Thank you for your follow-up, Kelly. I would be happy to clarify further.A drive from your home to your first location is generally 'off the clock' because that is normal travel that anyone would make to their office. But beyond that, clocking out when you are still driving a vehicle for the benefit of the employer is not legal. Driving the vehicle TO work is not covered, and driving the vehicle back home is likewise not covered. All other times are covered and something for which the employer is required to compensate.Good luck.

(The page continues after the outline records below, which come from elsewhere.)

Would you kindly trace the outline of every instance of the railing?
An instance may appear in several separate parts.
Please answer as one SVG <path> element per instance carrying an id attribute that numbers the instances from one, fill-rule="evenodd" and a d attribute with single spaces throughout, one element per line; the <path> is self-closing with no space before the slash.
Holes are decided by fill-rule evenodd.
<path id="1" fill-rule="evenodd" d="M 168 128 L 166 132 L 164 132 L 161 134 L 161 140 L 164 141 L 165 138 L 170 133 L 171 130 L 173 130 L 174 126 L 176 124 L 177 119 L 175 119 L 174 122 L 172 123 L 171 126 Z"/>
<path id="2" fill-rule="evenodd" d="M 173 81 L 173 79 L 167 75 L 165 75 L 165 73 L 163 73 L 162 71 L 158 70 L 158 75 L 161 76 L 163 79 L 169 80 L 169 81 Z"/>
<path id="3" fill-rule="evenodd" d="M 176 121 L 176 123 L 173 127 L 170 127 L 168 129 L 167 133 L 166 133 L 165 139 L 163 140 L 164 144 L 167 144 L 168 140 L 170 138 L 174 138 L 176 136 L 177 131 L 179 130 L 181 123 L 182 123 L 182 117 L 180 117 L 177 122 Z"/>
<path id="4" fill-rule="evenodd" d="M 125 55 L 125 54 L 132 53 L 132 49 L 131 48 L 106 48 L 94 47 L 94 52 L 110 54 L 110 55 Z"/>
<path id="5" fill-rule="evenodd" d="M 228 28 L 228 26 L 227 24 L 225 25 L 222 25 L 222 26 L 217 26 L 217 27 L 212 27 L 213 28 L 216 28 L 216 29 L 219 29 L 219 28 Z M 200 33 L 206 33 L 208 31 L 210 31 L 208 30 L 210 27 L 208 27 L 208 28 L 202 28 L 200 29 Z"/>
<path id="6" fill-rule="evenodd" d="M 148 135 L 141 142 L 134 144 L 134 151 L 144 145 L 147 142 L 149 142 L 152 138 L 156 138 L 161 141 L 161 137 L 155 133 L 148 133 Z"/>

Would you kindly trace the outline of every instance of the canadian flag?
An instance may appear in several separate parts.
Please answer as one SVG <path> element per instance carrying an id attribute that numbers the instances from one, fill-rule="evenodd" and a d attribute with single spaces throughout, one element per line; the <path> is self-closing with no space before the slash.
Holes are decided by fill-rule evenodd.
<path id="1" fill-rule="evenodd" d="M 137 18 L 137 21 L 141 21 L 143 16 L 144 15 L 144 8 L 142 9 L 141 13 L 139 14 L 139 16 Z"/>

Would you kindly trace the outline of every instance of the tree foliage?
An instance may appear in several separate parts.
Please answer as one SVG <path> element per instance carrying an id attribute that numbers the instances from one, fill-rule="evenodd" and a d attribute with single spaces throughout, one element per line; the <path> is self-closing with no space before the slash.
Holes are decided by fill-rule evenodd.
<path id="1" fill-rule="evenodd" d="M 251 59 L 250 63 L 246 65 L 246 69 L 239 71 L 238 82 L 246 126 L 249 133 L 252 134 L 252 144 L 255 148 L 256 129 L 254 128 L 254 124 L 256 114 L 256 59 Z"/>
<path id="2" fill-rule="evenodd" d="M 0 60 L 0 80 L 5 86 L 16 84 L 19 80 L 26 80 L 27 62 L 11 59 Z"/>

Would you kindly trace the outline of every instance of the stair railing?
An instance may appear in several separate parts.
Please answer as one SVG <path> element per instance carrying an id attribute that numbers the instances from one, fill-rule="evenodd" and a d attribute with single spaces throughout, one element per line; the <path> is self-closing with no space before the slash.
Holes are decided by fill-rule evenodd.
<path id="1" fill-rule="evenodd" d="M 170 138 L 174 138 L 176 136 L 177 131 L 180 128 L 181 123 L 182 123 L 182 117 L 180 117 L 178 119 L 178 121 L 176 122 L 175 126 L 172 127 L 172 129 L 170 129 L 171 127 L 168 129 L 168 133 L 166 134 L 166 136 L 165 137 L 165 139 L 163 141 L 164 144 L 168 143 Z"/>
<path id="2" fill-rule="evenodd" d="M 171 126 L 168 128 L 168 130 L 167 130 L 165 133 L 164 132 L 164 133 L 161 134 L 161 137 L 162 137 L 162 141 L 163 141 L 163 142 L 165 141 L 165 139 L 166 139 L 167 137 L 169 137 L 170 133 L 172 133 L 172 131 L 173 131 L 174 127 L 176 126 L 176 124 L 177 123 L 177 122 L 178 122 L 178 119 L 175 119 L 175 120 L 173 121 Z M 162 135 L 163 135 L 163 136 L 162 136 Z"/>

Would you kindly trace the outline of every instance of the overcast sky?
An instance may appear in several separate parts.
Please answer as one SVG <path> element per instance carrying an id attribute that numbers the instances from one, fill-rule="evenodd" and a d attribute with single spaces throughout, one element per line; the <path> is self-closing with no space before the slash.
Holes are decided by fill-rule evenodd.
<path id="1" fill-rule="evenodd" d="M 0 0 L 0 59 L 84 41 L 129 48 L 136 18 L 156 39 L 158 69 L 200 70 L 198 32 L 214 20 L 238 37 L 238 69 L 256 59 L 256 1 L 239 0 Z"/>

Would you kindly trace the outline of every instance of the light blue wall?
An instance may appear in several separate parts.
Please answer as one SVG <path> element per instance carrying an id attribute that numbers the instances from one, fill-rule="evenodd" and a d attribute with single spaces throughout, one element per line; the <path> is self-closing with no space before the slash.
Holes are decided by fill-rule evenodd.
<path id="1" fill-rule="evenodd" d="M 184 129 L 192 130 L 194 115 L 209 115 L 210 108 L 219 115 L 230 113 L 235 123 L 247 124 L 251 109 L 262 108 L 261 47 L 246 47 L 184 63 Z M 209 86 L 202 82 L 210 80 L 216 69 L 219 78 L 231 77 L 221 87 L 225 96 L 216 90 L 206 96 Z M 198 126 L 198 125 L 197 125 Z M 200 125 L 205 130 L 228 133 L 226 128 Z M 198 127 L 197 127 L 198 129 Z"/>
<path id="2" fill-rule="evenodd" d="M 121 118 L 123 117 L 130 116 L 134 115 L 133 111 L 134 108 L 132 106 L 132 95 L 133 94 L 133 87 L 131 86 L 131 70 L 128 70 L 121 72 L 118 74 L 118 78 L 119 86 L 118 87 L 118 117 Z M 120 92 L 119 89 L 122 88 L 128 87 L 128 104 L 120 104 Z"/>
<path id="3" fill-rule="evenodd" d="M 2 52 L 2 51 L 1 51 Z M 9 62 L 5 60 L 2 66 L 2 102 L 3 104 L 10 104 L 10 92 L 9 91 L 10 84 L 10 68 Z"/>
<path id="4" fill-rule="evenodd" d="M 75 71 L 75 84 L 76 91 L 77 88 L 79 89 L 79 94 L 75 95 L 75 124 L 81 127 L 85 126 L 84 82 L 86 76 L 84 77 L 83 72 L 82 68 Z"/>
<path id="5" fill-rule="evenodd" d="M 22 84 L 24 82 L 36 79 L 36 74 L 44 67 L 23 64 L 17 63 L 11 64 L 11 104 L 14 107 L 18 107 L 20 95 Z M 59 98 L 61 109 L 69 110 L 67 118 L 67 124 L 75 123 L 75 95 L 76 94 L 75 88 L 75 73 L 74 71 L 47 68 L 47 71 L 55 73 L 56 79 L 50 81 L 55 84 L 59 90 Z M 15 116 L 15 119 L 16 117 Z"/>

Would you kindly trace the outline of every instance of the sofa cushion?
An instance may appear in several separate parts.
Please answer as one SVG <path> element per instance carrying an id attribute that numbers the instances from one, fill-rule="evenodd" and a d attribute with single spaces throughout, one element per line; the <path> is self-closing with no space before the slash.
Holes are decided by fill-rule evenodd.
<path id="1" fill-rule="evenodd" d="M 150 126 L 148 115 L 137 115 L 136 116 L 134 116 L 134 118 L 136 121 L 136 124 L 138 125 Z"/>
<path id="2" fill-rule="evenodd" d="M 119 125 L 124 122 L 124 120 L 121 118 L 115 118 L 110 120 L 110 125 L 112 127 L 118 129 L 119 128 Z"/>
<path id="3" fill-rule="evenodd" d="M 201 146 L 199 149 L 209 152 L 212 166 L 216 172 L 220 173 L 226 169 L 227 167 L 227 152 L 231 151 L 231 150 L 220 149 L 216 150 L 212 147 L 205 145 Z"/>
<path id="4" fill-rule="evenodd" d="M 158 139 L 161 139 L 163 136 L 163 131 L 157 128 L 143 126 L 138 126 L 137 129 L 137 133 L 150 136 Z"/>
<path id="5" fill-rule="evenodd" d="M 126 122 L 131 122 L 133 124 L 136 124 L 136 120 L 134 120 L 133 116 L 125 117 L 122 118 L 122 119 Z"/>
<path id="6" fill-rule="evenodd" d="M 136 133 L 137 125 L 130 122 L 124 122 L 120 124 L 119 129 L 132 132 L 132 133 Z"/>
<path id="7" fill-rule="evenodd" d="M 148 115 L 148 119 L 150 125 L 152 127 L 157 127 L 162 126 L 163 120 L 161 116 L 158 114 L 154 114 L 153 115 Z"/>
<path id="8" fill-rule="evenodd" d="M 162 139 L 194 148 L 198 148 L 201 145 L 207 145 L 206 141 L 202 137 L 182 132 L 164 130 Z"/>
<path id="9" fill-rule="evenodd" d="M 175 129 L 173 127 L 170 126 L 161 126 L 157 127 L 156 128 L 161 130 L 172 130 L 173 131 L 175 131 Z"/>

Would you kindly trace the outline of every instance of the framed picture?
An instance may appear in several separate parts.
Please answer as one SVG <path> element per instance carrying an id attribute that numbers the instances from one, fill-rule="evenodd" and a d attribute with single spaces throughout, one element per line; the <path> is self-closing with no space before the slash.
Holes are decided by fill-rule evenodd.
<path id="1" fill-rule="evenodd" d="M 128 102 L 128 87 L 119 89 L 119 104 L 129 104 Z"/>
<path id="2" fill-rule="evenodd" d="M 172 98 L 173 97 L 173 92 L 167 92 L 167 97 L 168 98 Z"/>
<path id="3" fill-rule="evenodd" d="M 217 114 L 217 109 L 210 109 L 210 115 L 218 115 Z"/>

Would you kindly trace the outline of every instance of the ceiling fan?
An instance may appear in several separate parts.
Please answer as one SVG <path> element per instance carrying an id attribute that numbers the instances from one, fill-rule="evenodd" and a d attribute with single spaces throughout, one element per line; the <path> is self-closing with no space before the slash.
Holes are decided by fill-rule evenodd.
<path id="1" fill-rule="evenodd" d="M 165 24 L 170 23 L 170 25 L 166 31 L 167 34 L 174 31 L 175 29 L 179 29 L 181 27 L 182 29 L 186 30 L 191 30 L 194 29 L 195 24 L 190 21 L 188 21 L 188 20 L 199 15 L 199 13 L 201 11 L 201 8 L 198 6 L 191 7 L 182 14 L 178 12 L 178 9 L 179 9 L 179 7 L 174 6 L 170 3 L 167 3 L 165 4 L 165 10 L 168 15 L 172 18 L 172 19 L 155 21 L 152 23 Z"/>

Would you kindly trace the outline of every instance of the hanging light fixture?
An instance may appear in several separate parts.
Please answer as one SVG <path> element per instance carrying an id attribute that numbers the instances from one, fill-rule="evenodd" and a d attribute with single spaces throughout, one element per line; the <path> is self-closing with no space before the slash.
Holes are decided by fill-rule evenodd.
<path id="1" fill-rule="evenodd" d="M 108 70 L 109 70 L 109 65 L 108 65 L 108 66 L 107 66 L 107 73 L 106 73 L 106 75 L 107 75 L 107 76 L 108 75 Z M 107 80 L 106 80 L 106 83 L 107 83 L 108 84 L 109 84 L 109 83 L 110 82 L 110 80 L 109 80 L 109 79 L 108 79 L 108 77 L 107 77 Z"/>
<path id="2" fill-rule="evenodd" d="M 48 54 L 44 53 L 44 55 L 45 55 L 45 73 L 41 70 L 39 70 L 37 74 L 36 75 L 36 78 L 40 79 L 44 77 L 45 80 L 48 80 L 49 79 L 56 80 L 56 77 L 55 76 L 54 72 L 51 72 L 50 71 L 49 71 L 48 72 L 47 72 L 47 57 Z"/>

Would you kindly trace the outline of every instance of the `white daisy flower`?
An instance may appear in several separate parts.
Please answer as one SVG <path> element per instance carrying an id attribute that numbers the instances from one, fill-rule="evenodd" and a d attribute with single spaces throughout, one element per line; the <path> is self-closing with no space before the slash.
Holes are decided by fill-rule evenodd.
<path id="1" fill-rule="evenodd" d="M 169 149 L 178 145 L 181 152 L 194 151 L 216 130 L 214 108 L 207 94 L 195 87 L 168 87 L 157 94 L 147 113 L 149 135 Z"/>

I am sorry to keep bugging you on this but I was a little confused by a statement you made here. you state driving the vehicle to work is not covered-and that is what my employer is stating as well-that the drive to the pt's home is the drive to work. when you say this do you mean if I am driving the vehicle from home to work? because I am driving from home in my personal car to the pool site-obviously off the clock, then getting in their car and going to my first pt. they are saying I can't clock in until I get to that 1st pt's house. I think I should be clocking in when I get into the company vehicle. which of us is correct?
Kelly, Now I understand. In that case there is no contrary and confusing information. The second you are at the pool-site in your private car, you are driving to work. When you get into THEIR car, you are on THEIR time (meaning you can now bill them for the time). The reason is because getting to the pool side for you is the first legal stop--it is ultimately you clocking in at work. If they allowed you to take their car to your home, an then drive that car from your home to the first site, then yes, they would not have to pay you until you got there. but getting behind the wheel of their vehicle on their property is considered to be an employee duty, which means they have to pay for it.Hope that helps.